Ruler: The berk who runs the place, though 'ev never met him myself, is a shator with a really sticky deal by the name of Gloutym (Pl / Shator Gehreleth / T2 / CE). Seems he once was trying to take over the mind of a little kiddy bleaknik-to-be with a little drum he banged as he drooled over a lollipop, but the 'leth backfired and the lollipop dropped on the foot of a passing arcanaloth, who was not pleased with the sticky trail down his robe. The 'loth didn't reprimand the kid, got me why, bloody 'loths, (The 'loth knew how much the little sod tormented his parents - the Editor), but grabbed the shaggy 'leth hiding behind the corner by his mane, very carefully in his claws to avoid the sticky thing, and decided to torment the 'leth a little bit by putting him in charge of the 'loths new punishmental factory, and give the glutton all the candy he wanted but nothing else forever. I could take that 'leth I tell you, he was a skinny thing for a shator they said, sinking to nicking candy, bloody sod.

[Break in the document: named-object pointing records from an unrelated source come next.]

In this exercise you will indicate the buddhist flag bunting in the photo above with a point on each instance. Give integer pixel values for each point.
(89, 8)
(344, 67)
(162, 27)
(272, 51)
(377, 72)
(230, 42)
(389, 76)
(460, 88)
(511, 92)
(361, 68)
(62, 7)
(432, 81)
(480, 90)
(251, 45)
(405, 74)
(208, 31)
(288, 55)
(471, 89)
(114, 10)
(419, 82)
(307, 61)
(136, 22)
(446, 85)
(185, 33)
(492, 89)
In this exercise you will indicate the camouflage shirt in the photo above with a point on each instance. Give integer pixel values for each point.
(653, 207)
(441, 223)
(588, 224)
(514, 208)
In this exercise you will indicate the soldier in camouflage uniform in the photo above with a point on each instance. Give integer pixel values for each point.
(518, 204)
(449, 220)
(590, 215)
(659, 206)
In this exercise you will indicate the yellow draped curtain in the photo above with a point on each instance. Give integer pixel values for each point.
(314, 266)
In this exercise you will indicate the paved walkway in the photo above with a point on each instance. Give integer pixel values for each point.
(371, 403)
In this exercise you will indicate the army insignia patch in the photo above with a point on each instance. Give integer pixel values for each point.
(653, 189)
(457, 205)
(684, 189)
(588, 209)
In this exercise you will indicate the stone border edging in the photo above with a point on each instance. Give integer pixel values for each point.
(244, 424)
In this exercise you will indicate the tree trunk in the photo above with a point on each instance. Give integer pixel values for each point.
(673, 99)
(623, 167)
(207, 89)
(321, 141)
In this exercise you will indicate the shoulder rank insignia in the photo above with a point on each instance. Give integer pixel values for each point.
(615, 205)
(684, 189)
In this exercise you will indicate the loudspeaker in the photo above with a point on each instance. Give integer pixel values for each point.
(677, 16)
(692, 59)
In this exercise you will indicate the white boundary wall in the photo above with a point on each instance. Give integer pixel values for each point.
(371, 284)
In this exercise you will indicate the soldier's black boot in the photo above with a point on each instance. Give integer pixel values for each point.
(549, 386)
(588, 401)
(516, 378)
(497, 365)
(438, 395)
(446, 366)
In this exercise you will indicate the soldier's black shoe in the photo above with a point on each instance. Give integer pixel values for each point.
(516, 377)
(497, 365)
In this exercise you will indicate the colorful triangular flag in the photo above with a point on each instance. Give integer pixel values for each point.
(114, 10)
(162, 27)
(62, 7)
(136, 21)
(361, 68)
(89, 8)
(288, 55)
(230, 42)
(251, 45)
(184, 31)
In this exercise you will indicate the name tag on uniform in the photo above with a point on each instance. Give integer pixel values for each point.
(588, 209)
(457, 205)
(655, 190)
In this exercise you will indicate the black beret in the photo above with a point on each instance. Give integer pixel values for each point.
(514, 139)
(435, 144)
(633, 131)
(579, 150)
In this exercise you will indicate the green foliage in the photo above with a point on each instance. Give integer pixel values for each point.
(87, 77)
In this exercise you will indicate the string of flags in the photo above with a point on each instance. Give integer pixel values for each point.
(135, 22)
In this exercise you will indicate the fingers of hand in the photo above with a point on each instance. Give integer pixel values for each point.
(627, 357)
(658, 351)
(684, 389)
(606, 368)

He's still not sick of candy though, sitting behind his nice iron desk with quiet a bit more bulk now, and he always has a donut with sticky caramel and chocolate gluing about every candy in existence to the torus like frame, the thing drips more off then all the sprinkles piled on top of it, that he dips in a black flask of the darkest coffee-chocolate-taffy-syrup drink that's more sugary acid then anything. He don't do much besides taste the candy for it's 'freshness', but he occasionally writes up a few reports or thinks up a new flavor of chocolate when the 'loth comes by and whips him a bit. With all that though, he's still a happy 'leth with a fetish for sweets.
Sites: Site, cutter? I'm not sure if that chant's still floating around... ah, how nice of you to donate a few jink to my candy money! The real dark of it is the factory is only a shoddy front and a way to bring in the jink for the true project that undergoes at the heart of the blocky structure that's hidden from the 'leths by the 'leths, a bit of 'loth trickery if there ever was one. Inside the depths behind cookie cutters and pudding splatters is the mysterious third Yugoloth tower. Made as a giant scone, with little raisins and splattered with sugar, the tower is slowly rising as the 'leths are forced to build it with there own sticky hands. When the sodding things completed, as long as someone don't eat it, it will tower over Carceria looking like someone had dropped a frozen cream cone upside down.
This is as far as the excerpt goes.